We have all heard the saying that timing is everything. In many ways it is. Even Family Tree Maker (FTM), which is the genealogy software I use, recognizes this with their timeline feature. There are different ways to access an ancestor’s timeline in FTM, but I prefer to view the timeline as a report. To do this, select the ancestor you are interested in, then go to the Publish workspace. (Just a note before I give further directions, I use FTM 2012.) Once in the Publish workspace, select the Person Reports, then Timeline Report. Once you have selected this feature and create a report, you can select various types of information to include on the report. Selecting family and historical events for inclusion in your report can greatly aid your research, especially if you are just getting started. Noticing that your ancestor lived during a particular war and was of age for participation in it could trigger you to start researching particular military records. A post at the Family Tree Maker User blog gives a good example regarding the usefulness of including the family events. You can find that blog post at http://ftmuser.blogspot.com/2012/05/ftm2012.html?m=1.
Alas, timing is not everything. As realtors often vehemently state…Location! Location! Location!

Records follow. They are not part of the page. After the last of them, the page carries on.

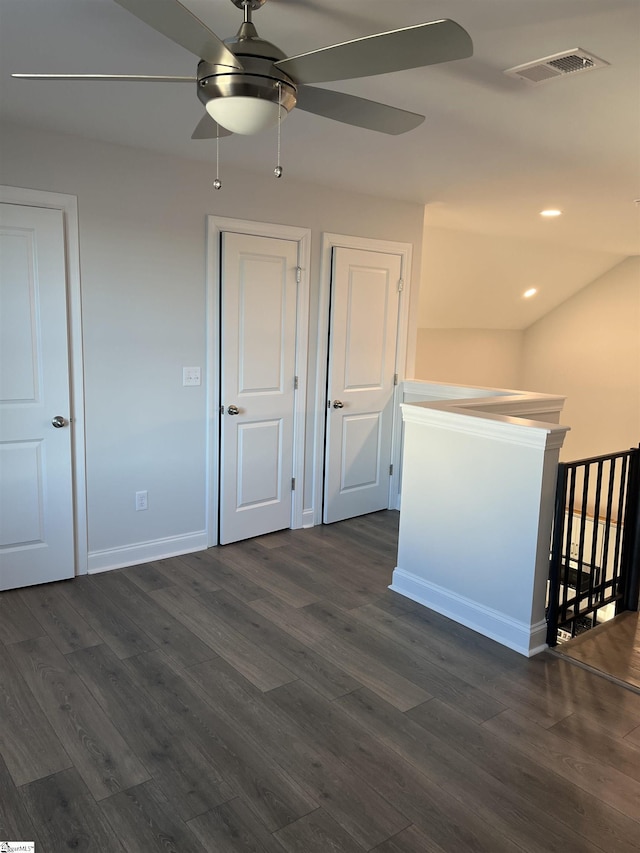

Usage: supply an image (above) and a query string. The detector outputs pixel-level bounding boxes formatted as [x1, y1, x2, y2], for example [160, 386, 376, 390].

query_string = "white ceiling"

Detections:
[0, 0, 640, 329]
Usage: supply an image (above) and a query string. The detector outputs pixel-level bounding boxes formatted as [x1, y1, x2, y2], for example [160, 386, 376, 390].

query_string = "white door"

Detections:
[324, 247, 402, 524]
[0, 204, 74, 589]
[220, 232, 298, 545]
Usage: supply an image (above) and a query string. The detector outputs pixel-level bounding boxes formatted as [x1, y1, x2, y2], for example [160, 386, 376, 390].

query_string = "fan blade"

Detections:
[191, 113, 233, 139]
[296, 86, 424, 136]
[276, 18, 473, 83]
[115, 0, 242, 71]
[11, 74, 198, 83]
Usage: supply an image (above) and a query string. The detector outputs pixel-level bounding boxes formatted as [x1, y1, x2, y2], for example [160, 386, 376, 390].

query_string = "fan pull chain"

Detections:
[273, 81, 282, 178]
[213, 124, 222, 190]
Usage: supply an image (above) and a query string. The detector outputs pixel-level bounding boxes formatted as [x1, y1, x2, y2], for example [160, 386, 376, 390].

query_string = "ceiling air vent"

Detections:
[504, 47, 609, 84]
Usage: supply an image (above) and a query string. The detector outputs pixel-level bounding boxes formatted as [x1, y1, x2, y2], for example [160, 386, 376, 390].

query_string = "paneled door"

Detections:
[219, 232, 298, 545]
[323, 247, 402, 524]
[0, 204, 75, 589]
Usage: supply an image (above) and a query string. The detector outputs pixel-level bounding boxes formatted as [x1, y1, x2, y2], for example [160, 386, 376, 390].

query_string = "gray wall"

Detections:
[0, 120, 423, 561]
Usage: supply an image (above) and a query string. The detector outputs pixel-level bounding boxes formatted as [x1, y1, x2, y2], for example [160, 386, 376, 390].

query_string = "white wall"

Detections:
[521, 257, 640, 460]
[0, 121, 422, 562]
[414, 329, 524, 388]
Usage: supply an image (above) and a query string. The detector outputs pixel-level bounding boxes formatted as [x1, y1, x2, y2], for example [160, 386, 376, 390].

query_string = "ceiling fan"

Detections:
[12, 0, 473, 139]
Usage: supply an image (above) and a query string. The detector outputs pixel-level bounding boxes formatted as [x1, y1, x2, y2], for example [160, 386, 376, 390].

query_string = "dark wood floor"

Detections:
[0, 513, 640, 853]
[555, 612, 640, 693]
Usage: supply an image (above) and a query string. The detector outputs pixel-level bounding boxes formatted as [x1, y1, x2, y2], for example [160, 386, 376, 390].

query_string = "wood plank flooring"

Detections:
[0, 512, 640, 853]
[554, 611, 640, 693]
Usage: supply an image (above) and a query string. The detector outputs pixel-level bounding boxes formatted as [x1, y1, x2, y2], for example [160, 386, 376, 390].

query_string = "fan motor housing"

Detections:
[197, 21, 296, 112]
[197, 58, 296, 112]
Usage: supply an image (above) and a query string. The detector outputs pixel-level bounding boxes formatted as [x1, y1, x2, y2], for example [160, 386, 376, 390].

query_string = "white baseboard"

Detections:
[88, 530, 207, 575]
[389, 566, 547, 657]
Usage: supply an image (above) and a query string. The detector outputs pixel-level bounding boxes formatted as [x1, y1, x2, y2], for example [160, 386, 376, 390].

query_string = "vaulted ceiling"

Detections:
[0, 0, 640, 329]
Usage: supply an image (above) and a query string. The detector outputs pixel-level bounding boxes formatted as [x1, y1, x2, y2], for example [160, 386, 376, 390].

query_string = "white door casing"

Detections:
[0, 201, 75, 589]
[323, 247, 402, 523]
[219, 232, 300, 544]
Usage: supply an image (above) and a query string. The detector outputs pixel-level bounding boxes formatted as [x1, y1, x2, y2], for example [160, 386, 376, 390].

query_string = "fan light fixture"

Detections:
[11, 0, 473, 146]
[205, 95, 287, 134]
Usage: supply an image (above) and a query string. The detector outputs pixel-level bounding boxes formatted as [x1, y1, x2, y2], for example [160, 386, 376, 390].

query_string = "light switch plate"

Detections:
[182, 367, 200, 385]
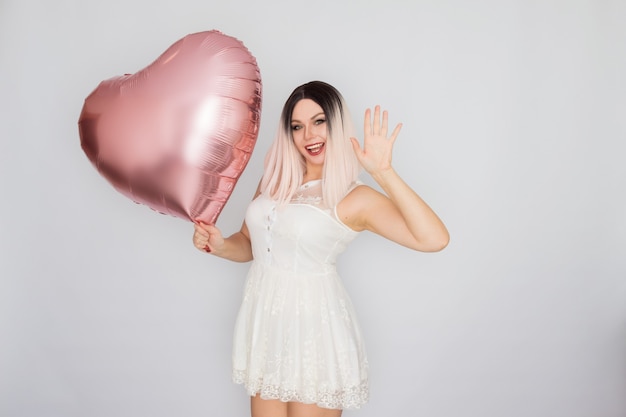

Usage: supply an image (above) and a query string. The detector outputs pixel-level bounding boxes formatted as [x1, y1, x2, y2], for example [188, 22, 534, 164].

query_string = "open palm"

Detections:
[350, 106, 402, 175]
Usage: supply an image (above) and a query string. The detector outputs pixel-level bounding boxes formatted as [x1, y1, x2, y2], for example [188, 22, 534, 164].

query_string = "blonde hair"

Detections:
[261, 81, 361, 207]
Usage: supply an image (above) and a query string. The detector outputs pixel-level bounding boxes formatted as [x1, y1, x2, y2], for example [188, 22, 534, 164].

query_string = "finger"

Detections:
[380, 110, 389, 137]
[389, 123, 402, 144]
[193, 224, 210, 237]
[350, 138, 363, 158]
[374, 105, 380, 135]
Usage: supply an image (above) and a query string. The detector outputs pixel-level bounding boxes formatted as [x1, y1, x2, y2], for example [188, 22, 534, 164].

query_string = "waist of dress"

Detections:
[250, 259, 337, 278]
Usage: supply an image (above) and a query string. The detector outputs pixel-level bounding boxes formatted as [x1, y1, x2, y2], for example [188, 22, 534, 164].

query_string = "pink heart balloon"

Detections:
[78, 31, 262, 224]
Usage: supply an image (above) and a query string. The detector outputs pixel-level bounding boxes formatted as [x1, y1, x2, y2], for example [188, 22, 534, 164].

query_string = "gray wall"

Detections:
[0, 0, 626, 417]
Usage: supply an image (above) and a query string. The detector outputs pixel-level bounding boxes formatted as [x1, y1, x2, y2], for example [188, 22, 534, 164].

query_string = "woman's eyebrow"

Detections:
[291, 111, 324, 123]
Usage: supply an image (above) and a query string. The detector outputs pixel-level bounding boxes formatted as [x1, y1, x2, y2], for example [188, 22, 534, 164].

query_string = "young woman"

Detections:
[193, 81, 449, 417]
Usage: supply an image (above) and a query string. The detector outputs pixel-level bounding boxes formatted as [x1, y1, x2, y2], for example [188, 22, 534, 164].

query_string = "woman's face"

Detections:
[291, 98, 328, 175]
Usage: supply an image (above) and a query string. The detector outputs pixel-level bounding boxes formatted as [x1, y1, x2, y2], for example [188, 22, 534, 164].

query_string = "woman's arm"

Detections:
[338, 106, 450, 252]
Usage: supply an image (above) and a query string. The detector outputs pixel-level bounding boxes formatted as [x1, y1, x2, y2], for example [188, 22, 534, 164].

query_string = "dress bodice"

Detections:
[246, 180, 358, 274]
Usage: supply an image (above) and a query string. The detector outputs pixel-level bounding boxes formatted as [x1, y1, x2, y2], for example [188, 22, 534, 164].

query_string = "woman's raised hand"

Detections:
[193, 222, 224, 253]
[350, 106, 402, 175]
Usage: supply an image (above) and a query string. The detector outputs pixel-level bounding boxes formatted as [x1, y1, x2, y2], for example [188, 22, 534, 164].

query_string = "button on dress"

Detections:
[233, 180, 368, 409]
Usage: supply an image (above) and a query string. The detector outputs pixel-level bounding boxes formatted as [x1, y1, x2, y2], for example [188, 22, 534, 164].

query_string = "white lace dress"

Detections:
[233, 180, 368, 409]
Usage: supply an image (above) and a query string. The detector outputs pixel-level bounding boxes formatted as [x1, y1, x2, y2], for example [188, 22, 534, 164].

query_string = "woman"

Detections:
[193, 81, 449, 417]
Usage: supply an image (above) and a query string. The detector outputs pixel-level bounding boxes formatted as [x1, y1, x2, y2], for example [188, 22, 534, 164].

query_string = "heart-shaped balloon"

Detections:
[78, 31, 262, 224]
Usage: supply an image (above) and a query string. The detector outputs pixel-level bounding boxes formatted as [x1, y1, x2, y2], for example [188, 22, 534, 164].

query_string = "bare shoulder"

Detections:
[337, 184, 388, 232]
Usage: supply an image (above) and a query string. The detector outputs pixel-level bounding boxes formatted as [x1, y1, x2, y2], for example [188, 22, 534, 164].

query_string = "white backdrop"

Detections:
[0, 0, 626, 417]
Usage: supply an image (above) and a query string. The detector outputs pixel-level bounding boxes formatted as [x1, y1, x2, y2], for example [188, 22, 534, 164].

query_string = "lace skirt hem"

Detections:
[233, 371, 369, 410]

Knowing where significant events in your ancestor’s timeline took place is key to directing your research. Although the timeline report states the location with events, it does not give you a visual representation. When I first started researching, I was unfamiliar with many towns in states from where my ancestors hailed. Knowing what part of a state a town is in can help you better understand your ancestor. Seeing the various places they resided or passed through will help you hone in on where to look for records. To see this, I use the Places workspace of FTM 2012. Once in that workspace, I select Person in the drop down box labeled “List by.” I choose the person I am interested in, then select the events I want to map. As long as you keep in mind what states and counties you are actually looking at, based on the time that the particular events occurred, this will greatly help direct your search for records in the likely locations once you get a visual perspective of your ancestor’s travels.